For many applications (file formats), ubiquity is important, so it would be fun if zstd becomes ubiquitous and can be relied on to be available. Let's say for example in future versions of HDF (HDF5 or later).
For context, filesystem compression usually compresses blocks of data individually (for instance, every 64K block of a file will be individually compressed, and when you modify a file in the middle, that block needs to be recompressed entirely). This is usually good enough, and it has some pretty cool properties, like being able to have only compressable parts of a file compressed, or turning on compression on a file and having only new and rewritten blocks get compressed. Because of Zstd's separated dictionary, it seems like it could be feasible to instead store the dictionary in the file's inode and compress the blocks with that dictionary (recomputing the dictionary and recompressing existing blocks when the file allocates 10 4K blocks and then again at 100 blocks, perhaps).
I wonder what different properties such a compression scheme would have. I imagine it would be able to achieve a much smaller size due to not having to store a dictionary with each compressed block. A downside would be that a corrupted or overwritten inode would render the file completely unrecoverable, where current compression schemes allow blocks to be individually decompressed. Another downside is that files can't be partially compressible, only entirely.

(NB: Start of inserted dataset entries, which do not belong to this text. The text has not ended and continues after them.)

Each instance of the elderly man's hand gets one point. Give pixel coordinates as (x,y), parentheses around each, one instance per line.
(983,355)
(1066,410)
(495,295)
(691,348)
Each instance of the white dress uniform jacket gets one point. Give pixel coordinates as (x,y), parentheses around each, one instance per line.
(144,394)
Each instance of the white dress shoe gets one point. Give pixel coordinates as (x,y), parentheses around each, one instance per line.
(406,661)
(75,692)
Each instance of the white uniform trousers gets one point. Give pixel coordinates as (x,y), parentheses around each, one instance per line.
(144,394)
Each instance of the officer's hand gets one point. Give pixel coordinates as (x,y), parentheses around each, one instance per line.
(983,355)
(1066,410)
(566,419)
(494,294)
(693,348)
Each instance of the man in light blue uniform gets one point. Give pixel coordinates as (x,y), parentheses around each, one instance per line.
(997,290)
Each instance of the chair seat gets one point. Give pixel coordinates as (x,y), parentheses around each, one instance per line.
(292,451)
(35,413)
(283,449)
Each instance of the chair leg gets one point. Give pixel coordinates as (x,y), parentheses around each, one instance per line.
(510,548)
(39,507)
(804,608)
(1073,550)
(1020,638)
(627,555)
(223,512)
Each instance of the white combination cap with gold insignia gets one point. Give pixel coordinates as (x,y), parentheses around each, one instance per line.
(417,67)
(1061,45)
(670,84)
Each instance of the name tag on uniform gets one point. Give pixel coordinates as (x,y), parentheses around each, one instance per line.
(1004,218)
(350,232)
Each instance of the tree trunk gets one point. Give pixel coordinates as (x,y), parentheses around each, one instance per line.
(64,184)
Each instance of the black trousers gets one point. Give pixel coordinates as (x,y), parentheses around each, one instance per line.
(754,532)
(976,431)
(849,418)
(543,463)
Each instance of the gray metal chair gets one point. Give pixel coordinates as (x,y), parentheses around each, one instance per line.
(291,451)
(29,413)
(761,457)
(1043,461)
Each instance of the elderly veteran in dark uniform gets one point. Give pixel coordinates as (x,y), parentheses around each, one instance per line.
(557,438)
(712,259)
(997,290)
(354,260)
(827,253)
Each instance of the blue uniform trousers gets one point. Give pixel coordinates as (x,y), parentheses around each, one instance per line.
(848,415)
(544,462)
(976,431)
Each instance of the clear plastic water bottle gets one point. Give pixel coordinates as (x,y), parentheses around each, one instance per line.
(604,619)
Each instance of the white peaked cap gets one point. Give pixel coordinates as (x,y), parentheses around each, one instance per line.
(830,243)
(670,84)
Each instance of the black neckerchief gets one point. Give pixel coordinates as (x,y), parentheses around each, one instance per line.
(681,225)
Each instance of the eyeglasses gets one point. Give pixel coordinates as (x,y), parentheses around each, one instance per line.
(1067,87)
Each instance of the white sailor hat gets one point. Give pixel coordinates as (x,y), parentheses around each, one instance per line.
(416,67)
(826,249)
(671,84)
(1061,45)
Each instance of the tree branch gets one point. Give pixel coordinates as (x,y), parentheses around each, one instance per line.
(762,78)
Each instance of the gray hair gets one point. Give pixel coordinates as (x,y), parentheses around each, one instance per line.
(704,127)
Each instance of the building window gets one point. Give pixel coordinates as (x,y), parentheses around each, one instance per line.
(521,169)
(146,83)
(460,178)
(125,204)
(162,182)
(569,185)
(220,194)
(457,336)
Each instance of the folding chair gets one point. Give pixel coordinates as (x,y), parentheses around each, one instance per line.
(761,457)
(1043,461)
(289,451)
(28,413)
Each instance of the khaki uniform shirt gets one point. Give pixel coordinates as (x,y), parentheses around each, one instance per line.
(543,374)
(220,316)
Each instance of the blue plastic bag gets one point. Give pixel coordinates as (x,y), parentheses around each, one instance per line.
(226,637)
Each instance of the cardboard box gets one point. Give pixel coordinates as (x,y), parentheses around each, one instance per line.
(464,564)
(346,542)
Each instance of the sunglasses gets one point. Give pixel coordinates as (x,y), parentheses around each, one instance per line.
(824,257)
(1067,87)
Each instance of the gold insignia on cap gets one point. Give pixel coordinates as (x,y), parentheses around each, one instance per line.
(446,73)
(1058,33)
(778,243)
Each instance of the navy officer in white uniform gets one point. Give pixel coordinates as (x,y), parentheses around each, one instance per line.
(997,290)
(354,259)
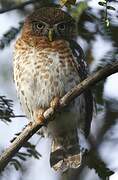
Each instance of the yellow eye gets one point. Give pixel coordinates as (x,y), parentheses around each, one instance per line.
(61,26)
(39,25)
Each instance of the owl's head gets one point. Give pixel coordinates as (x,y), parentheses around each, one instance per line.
(51,22)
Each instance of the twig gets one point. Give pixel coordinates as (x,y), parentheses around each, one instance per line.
(14,116)
(19,6)
(33,127)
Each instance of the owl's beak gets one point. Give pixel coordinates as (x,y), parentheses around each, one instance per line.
(50,34)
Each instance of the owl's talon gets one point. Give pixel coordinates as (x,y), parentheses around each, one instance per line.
(55,102)
(39,116)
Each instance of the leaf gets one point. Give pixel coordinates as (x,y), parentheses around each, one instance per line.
(111,8)
(16,164)
(67,2)
(94,162)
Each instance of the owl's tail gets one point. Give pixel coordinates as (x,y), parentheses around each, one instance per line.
(62,159)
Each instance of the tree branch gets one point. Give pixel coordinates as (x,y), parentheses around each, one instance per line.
(33,127)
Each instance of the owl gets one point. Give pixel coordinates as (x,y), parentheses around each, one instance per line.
(47,64)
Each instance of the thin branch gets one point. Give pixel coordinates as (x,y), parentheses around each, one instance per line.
(19,6)
(14,116)
(33,127)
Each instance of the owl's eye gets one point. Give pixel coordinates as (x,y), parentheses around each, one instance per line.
(39,26)
(61,26)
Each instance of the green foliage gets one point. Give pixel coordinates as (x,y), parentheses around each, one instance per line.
(93,161)
(67,2)
(104,3)
(6,110)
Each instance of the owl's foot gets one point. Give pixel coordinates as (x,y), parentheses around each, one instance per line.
(39,116)
(55,102)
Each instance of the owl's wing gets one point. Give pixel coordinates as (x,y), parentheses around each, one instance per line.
(82,69)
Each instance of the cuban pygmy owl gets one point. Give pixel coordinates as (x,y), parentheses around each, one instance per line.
(47,64)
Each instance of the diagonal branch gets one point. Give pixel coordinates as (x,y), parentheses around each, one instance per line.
(33,127)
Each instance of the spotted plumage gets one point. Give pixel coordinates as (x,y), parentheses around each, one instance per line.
(47,64)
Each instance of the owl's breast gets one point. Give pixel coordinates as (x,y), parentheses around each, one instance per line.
(43,73)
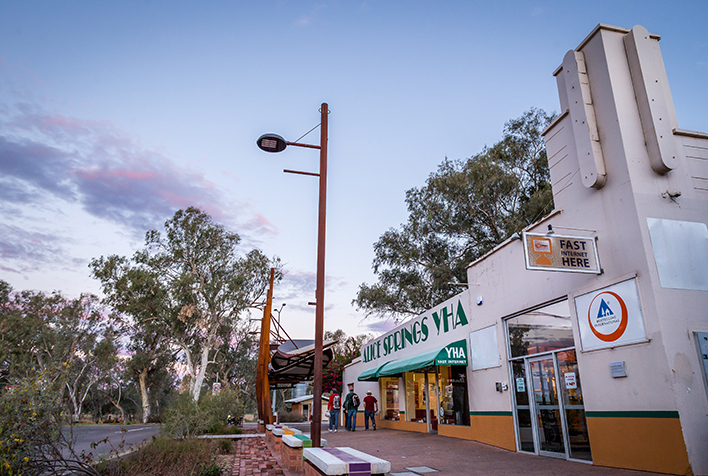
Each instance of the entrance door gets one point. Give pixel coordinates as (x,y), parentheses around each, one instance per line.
(546,407)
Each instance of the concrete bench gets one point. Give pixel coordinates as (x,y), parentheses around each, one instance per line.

Trained dictionary is just meaningless but very frequent bits of data which may be referenced in that fashion as if they preceded the real data.
(But seriously, Mozilla engineers have warned the Chrome team that they are too rush with the inclusion of Brotli, since that compression wars are heating up. They still proceeded though, which is unsurprising.)
bz2/gz still predominates for compressed objects in filestore from what I can see.
It is, and you should definitely at least give it a look. I posted a comment mentioning it the other day in the OpenZFS 2.0 thread [0], and it also came up recently on HN in a thread linked there, but there are some interesting performance graphs comparing different standards in the github PR for zstd in ZFS [1]. LZ4 still has its place IMO, ZFS is not run nor good for exclusively heavier metal, people use it to good effect on the likes of things like RPis as well. Sometimes CPU cycles is still the limiter or every last one is needed elsewhere. I also think it matters a lot less on spinning rust, where $/TB tends to be so much lower. How much one gets out of it also is influenced by application, general NAS with larger record size is going to see different gains vs a database. But with even vaguely modern desktop CPUs (and their surfeit of cores) and SSDs, particularly in network storage dedicated devices, an extra 10-30% even is worth a lot and there's usually plenty of CPU to throw at it. Even more so if primary usage is limited to only a 10-50 Gbps connection.
As always though probably best if you can benchmark it with your own stuff and play around a bit pulling different levers. ZFS is nice that way too since it's so easy to create a bunch of different test FS at the same time.
----
0: https://news.ycombinator.com/item?id=29268907
1: https://github.com/openzfs/zfs/pull/9735#issuecomment-570082...
There's enough grunt left over to be my plex headend as well as long as I avoid transcoding.
I actually wanted to run FreeBSD on it, but the rpi4 wasn't fully ported when I started. In the back of my mind, it should be "safe" to convert over because OpenZFS. Which is kind-of the point.
I avoided de-dup. It burns your CPU. But I think compression is worth it, even with a lot of mp4 and mp3 and jpg content (photo and live-TV PVR archives, aside from music)
There's a lot of FUD about ZFS on small devices, how much memory you "need" -I think something said of Solaris got conflated up into a ZFS "law" about minimum memory for the ARC which just isn't really true: it may not be performant, but it works fine on smaller memory (than 8gb) systems. I chose the 8GB pi4 because I could afford it. I would have been fine on 4GB.
Clearly they produce good technology. But the company is morally bankrupt.
Here is a quote from the summary, but I could not find where it was substantiated in the 250-page document:
> Facebook knew that the changes to its policies on the Android mobile phone system, which enabled the Facebook app to collect a record of calls and texts sent by the user would be controversial. To mitigate any bad PR, Facebook planned to make it as hard of possible for users to know that this was one of the underlying features of the upgrade of their app.
It's also supported by tar in recent Linux distros, if zstd is installed, so "tar acf blah.tar.zst *" works fine, and "tar xf blah.tar.zst" works automatically as well. Give it a try, folks, and retire gzip shortly afterwards.
Just be careful that you're comparing against the best implementation of gzip. One recent re-implementation of zcat was 3.1x faster than /bin/zcat (and the CRC-32 implementation within was 7.3x faster than /bin/crc32). Both programs decode exactly the same file format. They're just different implementations. For details, see: https://nigeltao.github.io/blog/2021/fastest-safest-png-deco...
Was .zs not sufficient if a file format ending in 'std' is so abhorrent?